Systems Engineering Institute, Academy of Military Science, Beijing, 100091, People's Republic of China.
Department of Mechanics, School of Aerospace Engineering, Beijing Institute of Technology, No. 5 South Zhongguancun Street, Beijing, 100081, People's Republic of China.
Sci Rep. 2023 Mar 14;13(1):4251. doi: 10.1038/s41598-023-29887-0.

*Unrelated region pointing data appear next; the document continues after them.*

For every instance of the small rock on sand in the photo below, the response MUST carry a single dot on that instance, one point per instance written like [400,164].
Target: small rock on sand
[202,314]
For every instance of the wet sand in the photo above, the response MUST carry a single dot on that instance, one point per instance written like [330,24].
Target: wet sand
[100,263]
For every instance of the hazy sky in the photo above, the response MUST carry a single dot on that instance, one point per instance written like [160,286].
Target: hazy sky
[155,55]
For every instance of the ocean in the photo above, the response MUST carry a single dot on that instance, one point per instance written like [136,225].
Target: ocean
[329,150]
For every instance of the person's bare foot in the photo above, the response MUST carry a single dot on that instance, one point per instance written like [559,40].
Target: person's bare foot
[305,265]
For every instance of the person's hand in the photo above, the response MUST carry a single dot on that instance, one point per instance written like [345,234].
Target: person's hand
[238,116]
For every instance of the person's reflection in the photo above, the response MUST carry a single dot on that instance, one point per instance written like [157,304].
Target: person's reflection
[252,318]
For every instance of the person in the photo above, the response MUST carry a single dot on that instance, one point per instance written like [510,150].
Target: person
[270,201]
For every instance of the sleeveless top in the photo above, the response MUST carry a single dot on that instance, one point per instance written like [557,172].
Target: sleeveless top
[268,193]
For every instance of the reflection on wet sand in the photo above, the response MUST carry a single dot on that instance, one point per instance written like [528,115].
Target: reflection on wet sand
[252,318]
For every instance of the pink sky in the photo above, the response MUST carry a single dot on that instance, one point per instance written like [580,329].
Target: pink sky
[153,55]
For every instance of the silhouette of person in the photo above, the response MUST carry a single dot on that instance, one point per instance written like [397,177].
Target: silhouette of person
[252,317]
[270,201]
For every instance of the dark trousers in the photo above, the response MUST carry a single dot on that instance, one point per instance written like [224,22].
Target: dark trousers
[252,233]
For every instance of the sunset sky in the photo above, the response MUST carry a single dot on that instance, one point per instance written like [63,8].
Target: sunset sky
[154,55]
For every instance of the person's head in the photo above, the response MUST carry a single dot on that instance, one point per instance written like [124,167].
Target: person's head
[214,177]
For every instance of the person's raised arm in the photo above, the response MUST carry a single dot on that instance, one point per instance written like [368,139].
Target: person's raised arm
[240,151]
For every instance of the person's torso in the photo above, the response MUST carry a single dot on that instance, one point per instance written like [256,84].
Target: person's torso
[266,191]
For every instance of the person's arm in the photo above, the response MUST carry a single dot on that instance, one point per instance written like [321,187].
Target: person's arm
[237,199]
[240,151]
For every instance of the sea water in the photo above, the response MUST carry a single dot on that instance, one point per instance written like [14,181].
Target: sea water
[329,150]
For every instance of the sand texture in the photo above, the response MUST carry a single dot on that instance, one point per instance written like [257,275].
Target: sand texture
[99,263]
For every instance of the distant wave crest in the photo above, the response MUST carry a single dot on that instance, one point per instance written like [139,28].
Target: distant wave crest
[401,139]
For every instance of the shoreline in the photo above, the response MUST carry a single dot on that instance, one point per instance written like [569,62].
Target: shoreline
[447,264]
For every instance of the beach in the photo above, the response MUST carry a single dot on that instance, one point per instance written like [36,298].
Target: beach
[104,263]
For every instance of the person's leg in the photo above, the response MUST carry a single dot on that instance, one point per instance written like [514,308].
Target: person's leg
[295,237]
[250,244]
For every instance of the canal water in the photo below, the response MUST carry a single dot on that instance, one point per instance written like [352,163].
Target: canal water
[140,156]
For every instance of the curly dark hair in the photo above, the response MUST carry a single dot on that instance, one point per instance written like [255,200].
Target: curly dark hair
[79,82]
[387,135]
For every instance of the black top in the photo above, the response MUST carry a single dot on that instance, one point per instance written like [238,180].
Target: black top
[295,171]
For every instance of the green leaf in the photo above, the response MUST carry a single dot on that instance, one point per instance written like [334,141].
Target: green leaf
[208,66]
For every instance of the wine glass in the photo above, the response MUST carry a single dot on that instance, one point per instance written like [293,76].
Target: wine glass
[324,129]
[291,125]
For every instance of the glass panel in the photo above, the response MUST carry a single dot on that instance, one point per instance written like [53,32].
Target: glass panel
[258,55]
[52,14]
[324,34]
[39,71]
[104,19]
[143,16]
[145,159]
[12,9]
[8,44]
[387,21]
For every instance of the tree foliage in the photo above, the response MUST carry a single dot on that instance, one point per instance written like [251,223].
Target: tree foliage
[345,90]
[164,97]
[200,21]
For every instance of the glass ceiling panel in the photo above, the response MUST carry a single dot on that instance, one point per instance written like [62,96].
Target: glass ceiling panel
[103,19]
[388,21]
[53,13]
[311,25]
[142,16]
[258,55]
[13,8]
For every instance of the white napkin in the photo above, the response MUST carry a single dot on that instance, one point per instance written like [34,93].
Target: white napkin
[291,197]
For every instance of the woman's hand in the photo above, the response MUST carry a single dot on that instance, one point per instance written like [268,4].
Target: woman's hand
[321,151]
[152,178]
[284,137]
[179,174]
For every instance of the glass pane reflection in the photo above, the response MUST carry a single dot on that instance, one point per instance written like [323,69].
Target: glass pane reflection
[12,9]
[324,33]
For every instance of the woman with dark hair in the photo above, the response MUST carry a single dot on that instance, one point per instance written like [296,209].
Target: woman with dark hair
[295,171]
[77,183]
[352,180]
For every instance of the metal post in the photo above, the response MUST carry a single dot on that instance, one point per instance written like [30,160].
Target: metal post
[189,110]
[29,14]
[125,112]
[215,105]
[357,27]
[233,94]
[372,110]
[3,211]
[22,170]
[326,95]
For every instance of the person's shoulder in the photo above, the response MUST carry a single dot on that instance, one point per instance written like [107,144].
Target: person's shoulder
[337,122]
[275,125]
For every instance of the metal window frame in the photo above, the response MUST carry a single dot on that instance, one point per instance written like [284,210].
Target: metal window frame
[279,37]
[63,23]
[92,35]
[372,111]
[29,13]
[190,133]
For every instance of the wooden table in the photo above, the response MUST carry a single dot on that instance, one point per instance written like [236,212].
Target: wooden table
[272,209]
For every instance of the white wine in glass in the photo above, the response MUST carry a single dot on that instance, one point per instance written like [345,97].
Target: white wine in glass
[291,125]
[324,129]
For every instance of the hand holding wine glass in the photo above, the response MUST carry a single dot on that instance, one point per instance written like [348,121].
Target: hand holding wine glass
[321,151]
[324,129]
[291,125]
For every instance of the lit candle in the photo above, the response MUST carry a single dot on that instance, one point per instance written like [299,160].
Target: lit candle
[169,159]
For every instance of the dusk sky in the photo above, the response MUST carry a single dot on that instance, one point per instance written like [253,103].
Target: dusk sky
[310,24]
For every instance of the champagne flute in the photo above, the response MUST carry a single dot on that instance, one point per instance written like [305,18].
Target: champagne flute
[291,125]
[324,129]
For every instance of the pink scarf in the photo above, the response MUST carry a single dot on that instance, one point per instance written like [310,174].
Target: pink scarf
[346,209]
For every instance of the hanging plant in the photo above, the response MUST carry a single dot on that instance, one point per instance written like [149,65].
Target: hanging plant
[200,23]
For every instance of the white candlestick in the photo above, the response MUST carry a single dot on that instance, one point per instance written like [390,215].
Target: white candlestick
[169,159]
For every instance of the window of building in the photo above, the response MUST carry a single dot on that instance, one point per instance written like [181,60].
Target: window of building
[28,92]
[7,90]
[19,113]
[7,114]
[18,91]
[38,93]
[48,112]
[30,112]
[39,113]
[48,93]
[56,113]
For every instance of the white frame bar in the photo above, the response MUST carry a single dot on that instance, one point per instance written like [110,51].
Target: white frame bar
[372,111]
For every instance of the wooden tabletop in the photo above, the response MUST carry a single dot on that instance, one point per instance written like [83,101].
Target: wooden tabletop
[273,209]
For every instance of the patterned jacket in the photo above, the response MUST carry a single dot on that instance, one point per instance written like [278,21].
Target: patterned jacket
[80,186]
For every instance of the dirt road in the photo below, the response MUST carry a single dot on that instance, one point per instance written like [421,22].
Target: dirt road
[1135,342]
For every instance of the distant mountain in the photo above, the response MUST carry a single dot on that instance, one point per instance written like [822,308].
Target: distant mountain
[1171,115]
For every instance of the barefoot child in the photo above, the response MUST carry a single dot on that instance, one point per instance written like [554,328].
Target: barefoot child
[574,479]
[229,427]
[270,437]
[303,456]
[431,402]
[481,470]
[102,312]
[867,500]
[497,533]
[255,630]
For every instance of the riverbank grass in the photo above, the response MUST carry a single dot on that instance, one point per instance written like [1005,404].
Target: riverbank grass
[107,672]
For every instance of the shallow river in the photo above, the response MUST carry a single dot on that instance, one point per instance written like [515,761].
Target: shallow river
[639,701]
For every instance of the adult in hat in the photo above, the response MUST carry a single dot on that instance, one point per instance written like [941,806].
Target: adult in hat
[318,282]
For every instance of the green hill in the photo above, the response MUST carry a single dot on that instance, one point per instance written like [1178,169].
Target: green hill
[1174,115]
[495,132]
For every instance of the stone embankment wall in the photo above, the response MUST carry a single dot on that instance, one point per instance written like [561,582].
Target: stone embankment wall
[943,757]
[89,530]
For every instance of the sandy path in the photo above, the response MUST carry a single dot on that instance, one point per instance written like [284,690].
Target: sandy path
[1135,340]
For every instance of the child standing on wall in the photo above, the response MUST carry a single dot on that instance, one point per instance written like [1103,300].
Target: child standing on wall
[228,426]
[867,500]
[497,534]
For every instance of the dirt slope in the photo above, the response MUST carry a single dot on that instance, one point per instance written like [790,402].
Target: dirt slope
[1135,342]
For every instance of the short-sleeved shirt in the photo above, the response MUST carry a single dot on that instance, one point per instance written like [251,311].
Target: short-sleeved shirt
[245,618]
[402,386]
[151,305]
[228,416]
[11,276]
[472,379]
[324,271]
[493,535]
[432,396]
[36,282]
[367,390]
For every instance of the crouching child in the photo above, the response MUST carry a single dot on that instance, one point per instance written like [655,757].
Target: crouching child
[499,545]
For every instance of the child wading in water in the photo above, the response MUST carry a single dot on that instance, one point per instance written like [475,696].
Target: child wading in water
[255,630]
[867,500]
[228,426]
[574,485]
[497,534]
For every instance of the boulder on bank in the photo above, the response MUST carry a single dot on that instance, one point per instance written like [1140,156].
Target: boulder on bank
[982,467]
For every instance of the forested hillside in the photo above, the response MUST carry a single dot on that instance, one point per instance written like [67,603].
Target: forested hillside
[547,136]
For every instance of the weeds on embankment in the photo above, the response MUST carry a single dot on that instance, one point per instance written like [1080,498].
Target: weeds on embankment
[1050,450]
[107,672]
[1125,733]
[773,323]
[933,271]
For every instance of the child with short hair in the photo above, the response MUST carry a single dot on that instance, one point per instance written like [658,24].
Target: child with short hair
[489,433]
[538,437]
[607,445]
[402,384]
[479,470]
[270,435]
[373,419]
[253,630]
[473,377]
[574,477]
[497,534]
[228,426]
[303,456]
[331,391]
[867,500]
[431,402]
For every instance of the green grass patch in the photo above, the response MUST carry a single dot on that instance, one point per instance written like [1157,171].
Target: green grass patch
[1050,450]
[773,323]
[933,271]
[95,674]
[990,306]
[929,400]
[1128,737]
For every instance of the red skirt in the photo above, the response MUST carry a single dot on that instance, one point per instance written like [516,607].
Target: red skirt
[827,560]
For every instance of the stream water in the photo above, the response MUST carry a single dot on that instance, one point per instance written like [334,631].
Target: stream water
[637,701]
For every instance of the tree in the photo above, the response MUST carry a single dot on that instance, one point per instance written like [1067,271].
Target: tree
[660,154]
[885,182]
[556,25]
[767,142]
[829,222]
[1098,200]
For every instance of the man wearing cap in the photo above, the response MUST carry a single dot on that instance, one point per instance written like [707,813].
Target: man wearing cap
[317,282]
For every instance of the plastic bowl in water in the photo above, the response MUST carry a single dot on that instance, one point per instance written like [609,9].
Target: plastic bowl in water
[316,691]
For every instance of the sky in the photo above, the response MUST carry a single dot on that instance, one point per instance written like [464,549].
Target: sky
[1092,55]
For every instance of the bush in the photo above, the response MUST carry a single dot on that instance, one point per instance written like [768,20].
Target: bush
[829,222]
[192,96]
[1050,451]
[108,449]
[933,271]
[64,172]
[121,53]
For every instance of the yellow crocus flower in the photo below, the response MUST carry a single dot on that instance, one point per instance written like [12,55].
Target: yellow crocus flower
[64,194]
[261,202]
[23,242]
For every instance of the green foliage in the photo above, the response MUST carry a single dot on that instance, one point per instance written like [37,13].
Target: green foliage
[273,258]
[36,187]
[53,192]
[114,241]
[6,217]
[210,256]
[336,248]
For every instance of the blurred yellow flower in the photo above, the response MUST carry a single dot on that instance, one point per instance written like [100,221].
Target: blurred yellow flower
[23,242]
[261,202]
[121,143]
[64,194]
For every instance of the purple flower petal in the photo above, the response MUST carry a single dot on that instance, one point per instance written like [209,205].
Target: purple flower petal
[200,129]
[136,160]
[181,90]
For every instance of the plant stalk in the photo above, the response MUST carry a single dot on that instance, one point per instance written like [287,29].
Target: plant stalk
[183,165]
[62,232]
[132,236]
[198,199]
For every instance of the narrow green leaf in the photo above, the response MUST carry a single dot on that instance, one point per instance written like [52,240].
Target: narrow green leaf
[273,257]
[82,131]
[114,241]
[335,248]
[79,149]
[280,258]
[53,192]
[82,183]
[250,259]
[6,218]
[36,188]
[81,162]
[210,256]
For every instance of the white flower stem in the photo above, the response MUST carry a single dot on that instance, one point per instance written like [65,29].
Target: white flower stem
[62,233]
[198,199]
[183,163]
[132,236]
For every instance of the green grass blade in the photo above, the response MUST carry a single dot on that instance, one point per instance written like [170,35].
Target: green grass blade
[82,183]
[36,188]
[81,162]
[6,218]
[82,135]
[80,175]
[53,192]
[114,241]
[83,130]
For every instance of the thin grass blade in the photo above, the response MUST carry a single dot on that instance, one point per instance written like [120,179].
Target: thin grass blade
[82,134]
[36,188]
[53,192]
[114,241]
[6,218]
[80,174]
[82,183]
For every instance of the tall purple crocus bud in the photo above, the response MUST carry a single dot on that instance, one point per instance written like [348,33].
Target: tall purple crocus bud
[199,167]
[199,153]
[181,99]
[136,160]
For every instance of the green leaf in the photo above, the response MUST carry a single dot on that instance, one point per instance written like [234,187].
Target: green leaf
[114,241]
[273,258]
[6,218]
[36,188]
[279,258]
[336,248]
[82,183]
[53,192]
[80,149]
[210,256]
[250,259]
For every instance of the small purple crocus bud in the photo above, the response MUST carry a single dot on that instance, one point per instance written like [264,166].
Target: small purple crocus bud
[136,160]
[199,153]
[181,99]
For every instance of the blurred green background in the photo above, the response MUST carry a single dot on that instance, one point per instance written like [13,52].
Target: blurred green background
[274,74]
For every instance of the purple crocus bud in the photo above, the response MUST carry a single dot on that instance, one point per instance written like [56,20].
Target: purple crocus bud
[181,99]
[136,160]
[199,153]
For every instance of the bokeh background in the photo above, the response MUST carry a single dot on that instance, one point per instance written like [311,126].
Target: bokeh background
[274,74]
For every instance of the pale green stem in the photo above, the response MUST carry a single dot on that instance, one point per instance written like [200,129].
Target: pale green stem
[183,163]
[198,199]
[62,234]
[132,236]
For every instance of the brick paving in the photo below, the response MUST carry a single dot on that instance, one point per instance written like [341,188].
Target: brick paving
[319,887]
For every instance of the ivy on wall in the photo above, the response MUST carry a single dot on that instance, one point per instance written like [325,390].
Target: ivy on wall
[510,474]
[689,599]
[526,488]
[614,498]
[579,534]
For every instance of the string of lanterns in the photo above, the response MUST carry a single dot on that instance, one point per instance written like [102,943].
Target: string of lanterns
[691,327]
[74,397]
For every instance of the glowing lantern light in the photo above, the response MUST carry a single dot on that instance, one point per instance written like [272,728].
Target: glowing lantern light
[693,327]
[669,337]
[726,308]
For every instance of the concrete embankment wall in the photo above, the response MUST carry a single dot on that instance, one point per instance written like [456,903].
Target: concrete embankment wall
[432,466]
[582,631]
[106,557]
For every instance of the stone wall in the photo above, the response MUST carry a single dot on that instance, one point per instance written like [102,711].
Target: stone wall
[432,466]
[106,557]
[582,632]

Wearable robots have been growing exponentially during the past years and it is crucial to quantify the performance effectiveness and to convert them into practical benchmarks. Although there exist some common metrics such as metabolic cost, many other characteristics still needs to be presented and demonstrated. In this study, we developed an integrated evaluation (IE) approach of wearable exoskeletons of lower limb focusing on human performance augmentation. We proposed a novel classification of trial tasks closely related to exoskeleton functions, which were divided into three categories, namely, basic trial at the preliminary phase, semi-reality trial at the intermediate phase, and reality trial at the advanced phase. In the present study, the IE approach has been exercised with a subject who wore an active power-assisted knee (APAK) exoskeleton with three types of trial tasks, including walking on a treadmill at a certain angle, walking up and down on three-step stairs, and ascending in 11-storey stairs. Three wearable conditions were carried out in each trial task, i.e. with unpowered exoskeleton, with powered exoskeleton, and without the exoskeleton. Nine performance indicators (PIs) for evaluating performance effectiveness were adopted basing on three aspects of goal-level, task-based kinematics, and human-robot interactions. Results indicated that compared with other conditions, the powered APAK exoskeleton make generally lesser heart rate (HR), Metabolic equivalent (METs), biceps femoris (BF) and rectus femoris (RF) muscles activation of the subject at the preliminary phase and intermediate phase, however, with minimal performance augmentation at advanced phase, suggesting that the APAK exoskeleton is not suitable for marketing and should be further improved. In the future, continuous iterative optimization for the IE approach may help the robot community to attain a comprehensive benchmarking methodology for robot-assisted locomotion more efficiently.
在过去的几年中,可穿戴机器人呈指数级增长,因此量化其性能效果并将其转化为实际基准至关重要。尽管存在一些常见的指标,如代谢成本,但仍需要提出和展示许多其他特性。在这项研究中,我们开发了一种针对下肢可穿戴外骨骼的综合评估 (IE) 方法,重点是增强人体性能。我们提出了一种与外骨骼功能密切相关的试验任务的新分类,将其分为三个类别,即初步阶段的基本试验、中间阶段的半现实试验和高级阶段的现实试验。在本研究中,使用穿着主动助力膝(APAK)外骨骼的受试者进行了 IE 方法的练习,进行了三种类型的试验任务,包括在一定角度的跑步机上行走、上下三层楼梯以及在 11 层楼梯上爬升。在每个试验任务中,进行了三种可穿戴条件,即无动力外骨骼、动力外骨骼和无外骨骼。基于目标水平、基于任务的运动学和人机交互三个方面,采用了 9 个性能指标(PI)来评估性能效果。结果表明,与其他条件相比,在初步阶段和中间阶段,动力 APAK 外骨骼使受试者的心率(HR)、代谢当量(METs)、股二头肌(BF)和股直肌(RF)肌肉激活通常更小,而在高级阶段的性能增强最小,表明 APAK 外骨骼不适合市场推广,应进一步改进。在未来,IE 方法的持续迭代优化可能有助于机器人社区更有效地实现机器人辅助运动的全面基准测试方法。